As a child, I went to schools that were often dominant in one culture, where almost every student came from the same cultural background. I was accustomed to the same foods being served at every party, at every friend’s house; there was a variety within culture, but a lack of different cultural foods, or people for that matter. Growing up was simple, indifferent, and the same routine every single day.
However, this all changed when I moved to Honolulu, Hawai’i. Honolulu is best described as a place where East meets West, as it is a doorway to many different people sharing their own culture under one spirit of aloha –where everyone is welcomed and shares the spirit of being nice to one another.
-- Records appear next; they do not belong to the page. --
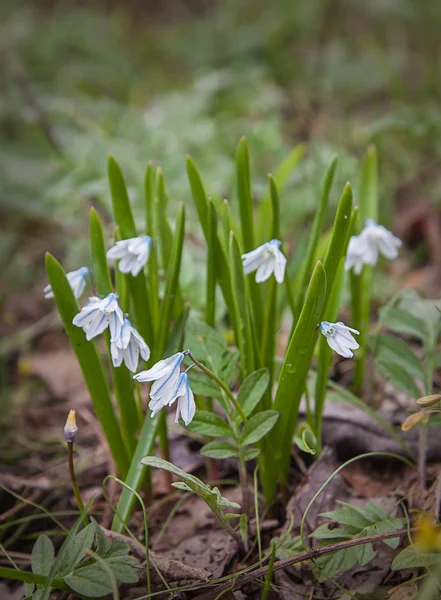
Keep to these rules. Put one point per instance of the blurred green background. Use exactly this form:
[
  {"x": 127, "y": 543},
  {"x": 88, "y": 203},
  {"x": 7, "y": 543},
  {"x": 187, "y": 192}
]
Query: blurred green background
[{"x": 151, "y": 80}]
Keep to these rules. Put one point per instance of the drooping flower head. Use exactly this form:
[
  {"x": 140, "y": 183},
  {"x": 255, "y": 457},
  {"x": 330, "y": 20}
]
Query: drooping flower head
[
  {"x": 77, "y": 280},
  {"x": 99, "y": 313},
  {"x": 128, "y": 346},
  {"x": 170, "y": 384},
  {"x": 266, "y": 260},
  {"x": 186, "y": 407},
  {"x": 339, "y": 338},
  {"x": 70, "y": 429},
  {"x": 374, "y": 239},
  {"x": 132, "y": 254}
]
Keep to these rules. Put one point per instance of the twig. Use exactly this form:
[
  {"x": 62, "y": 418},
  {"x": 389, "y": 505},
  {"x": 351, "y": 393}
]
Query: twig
[{"x": 287, "y": 562}]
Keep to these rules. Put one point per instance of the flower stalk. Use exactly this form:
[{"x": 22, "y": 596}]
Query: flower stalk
[
  {"x": 220, "y": 383},
  {"x": 70, "y": 433}
]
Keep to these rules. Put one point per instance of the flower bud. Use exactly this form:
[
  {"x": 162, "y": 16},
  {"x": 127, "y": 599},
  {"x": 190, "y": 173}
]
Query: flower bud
[
  {"x": 426, "y": 401},
  {"x": 413, "y": 420},
  {"x": 70, "y": 429}
]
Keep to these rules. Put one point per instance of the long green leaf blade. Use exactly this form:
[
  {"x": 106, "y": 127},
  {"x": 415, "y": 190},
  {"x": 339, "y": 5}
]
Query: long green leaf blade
[
  {"x": 121, "y": 377},
  {"x": 90, "y": 363},
  {"x": 242, "y": 318}
]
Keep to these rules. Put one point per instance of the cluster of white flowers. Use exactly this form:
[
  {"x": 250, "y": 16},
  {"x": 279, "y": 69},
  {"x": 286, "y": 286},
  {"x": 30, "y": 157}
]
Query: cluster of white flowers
[
  {"x": 266, "y": 260},
  {"x": 364, "y": 249},
  {"x": 170, "y": 383}
]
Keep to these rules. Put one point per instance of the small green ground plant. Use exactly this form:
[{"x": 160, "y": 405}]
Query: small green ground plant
[{"x": 232, "y": 385}]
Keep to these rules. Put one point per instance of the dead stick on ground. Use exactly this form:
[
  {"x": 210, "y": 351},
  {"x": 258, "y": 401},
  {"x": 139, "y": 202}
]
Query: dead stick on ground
[{"x": 287, "y": 562}]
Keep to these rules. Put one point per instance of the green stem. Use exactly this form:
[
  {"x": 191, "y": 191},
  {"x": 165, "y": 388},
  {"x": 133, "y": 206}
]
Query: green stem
[
  {"x": 73, "y": 480},
  {"x": 221, "y": 384},
  {"x": 422, "y": 452},
  {"x": 269, "y": 575},
  {"x": 243, "y": 482}
]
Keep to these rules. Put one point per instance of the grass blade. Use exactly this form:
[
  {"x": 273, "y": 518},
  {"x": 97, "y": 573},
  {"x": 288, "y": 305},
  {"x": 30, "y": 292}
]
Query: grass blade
[
  {"x": 151, "y": 230},
  {"x": 91, "y": 366},
  {"x": 361, "y": 285},
  {"x": 121, "y": 377},
  {"x": 317, "y": 225},
  {"x": 280, "y": 177},
  {"x": 243, "y": 182},
  {"x": 244, "y": 337},
  {"x": 210, "y": 287},
  {"x": 124, "y": 219},
  {"x": 292, "y": 381}
]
This attitude brought upon new opportunities for learning, not just in the educational system, but from the people themselves, too.
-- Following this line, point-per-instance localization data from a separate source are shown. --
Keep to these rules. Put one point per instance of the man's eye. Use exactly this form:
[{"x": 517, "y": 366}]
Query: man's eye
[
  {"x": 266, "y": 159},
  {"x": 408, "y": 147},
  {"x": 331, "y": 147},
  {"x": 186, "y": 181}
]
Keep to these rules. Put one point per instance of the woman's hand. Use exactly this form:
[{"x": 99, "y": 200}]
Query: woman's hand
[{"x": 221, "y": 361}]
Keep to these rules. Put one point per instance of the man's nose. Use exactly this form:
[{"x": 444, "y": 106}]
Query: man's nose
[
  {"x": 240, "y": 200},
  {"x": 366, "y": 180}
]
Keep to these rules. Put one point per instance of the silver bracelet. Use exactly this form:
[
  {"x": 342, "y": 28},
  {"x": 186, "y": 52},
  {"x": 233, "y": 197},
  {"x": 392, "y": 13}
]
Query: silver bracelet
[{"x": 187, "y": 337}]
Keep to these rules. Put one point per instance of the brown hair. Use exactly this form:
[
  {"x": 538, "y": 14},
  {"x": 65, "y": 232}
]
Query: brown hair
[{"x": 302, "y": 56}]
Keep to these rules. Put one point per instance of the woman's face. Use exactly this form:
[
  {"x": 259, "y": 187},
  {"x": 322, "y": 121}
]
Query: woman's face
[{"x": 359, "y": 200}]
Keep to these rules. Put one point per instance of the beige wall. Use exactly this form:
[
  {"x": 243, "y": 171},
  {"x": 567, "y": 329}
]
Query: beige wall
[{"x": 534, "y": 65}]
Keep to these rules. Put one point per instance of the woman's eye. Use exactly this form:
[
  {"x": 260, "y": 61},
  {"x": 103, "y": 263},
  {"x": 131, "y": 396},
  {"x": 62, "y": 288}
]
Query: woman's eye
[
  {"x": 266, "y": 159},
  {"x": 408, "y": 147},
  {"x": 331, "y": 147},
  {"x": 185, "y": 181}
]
I became much more interested in becoming involved in more extracurricular activities, one reason being the thrill of a newfound experience as I did not have this kind of opportunity on Maui before, but also being able to explore new cultural experiences from not only my perspective, but also from their perspectives as well. This introduced to me the concept of “Worldliness”, and that there is so much to learn by meeting other people. I believe that understanding different cultures will give me knowledge that is extremely key for becoming a well-rounded, knowledgeable educator. This type of knowledge will help me better connect to my students when I begin to teach internationally, because the cultural differences and values are just a few things that differ in an international perspective, and will help me to adapt to better serve my students.